Looking through the window of disturbance at post-wildfire debris flow hazards

Abstract

The extreme heat from wildfire alters soil properties and incinerates vegetation, leading to changes in infiltration capacity, ground cover, soil erodibility, and rainfall interception. These changes promote increases in runoff and sediment transport that increase the likelihood of runoff-generated debris flows. Over a period of several years, referred to as the window of disturbance, the landscape recovers and wildfire-induced changes become less accentuated. Debris flows are most common in the year immediately following wildfire, but changes in the likelihood and magnitude of debris flows throughout the window of disturbance are not well constrained. Assessing debris-flow hazards throughout the post-wildfire recovery period is complicated, in part, by the myriad of wildfire-induced changes and their nonlinear relationships with sediment transport and runoff generation processes. In this study, we combine measurements of soil hydraulic properties with vegetation survey data and numerical modeling to understand how debris-flow threats are likely to change in steep, burned basins during the first two years of recovery.
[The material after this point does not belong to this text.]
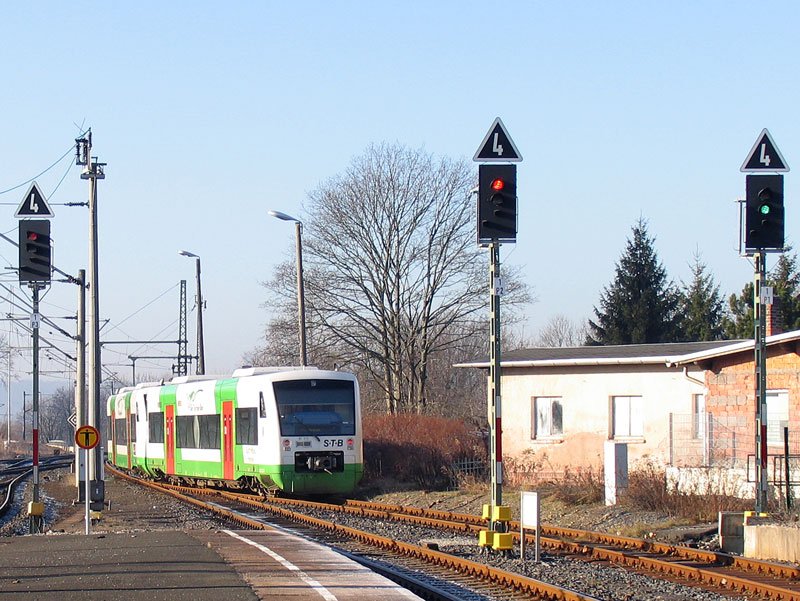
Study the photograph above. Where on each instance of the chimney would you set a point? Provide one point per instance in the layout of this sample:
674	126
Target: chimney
774	318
We focus on documenting recovery following the 2016 Fish Fire in the San Gabriel Mountains, CA, USA and demonstrate how a numerical model can be used to predict temporal changes in debris-flow properties and initiation thresholds within that region. Substantial increases in sorptivity, which represents the capillarity contribution to infiltration, and reductions in the percentage of bare soil occurred during the first 18 months following the Fish Fire. Numerical modeling suggests that these changes lead to a roughly 40% increase in the 15-minute rainfall intensity-duration threshold associated with debris-flow initiation as well as more than a three-fold decrease in debris-flow volume from post-fire year 1 to post-fire year 2. These results provide valuable constraints on changes in debris-flow thresholds within the San Gabriel Mountains as well as a general framework for exploring the impact of changing vegetation and soil hydraulic properties on debris flow magnitude and susceptibility.